Après l’affaire Lyhanna : 88 000 procédures pour violences sexuelles sur mineurs réexaminées

Paris – 15.07.2026 : La justice et les forces de sécurité françaises ont lancé, après l’affaire Lyhanna, un réexamen national de 88 000 procédures pour violences sexuelles sur mineurs. Le ministre de la Justice Gérald Darmanin avait ordonné cette opération début juin et fixé l’échéance au 14 juillet. Selon le ministère, ce nombre concerne des procédures enregistrées par la police et la gendarmerie, réexaminées au regard de leur urgence, de l’état des investigations et des mesures de suivi nécessaires.

L’élément déclencheur a été la disparition de Lyhanna, âgée de onze ans, le 29 mai 2026 après les cours à Fleurance, dans le département du Gers. Le corps de l’enfant a été retrouvé le 4 juin. Un suspect, déjà visé par trois procédures pour infractions sexuelles, avait été placé en détention provisoire le 1er juin pour enlèvement et séquestration d’un mineur de moins de 15 ans. Les contrôles engagés par l’État doivent déterminer comment les informations et les procédures avaient été traitées auparavant.

Le volume initialement annoncé de 70 000 dossiers a été porté à 88 000 fin juin. Parmi eux, 7 452 procédures concernent des crimes présumés dans lesquels un suspect est identifié. Cet écart ne renvoie pas nécessairement à de nouvelles plaintes. Il s’explique plutôt par l’identification, lors de l’inventaire, d’autres dossiers dont la qualification juridique, la transmission ou le traitement n’était pas encore achevé.

Ce réexamen ne préjuge ni de la culpabilité pénale ni d’un passage automatique devant les tribunaux. Il doit établir si les enquêtes doivent être poursuivies, accélérées ou complétées par de nouvelles mesures. Selon des informations de presse, certains parquets ont priorisé des procédures et ordonné des démarches supplémentaires. Toutefois, au 15 juillet, aucun rapport final officiel et national présentant l’ensemble des conséquences du réexamen n’avait encore été publié.
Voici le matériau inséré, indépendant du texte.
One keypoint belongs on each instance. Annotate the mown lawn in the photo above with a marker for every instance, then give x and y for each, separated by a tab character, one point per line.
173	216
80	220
L’affaire a également mis en lumière un problème institutionnel : les enquêtes sur les violences contre les enfants combinent souvent des exigences probatoires élevées, des victimes particulièrement vulnérables et de nombreux services impliqués. L’enquête préliminaire conjointe des inspections générales de la justice, de la gendarmerie et de l’éducation examine donc non seulement le déroulement concret des faits dans le Gers, mais aussi les circuits d’information entre enquêteurs, parquets et autres autorités.

La situation statistique est en outre déformée par cette opération exceptionnelle. Le ministère de l’Intérieur a signalé pour juin 2026 une hausse de 77 % des infractions sexuelles enregistrées par rapport au mois précédent. Cette progression s’explique largement par la consolidation a posteriori de procédures plus anciennes ; l’attention publique a également pu susciter de nouveaux signalements. Les chiffres mensuels ne permettent donc pas d’en déduire une hausse immédiate des faits effectivement commis en juin.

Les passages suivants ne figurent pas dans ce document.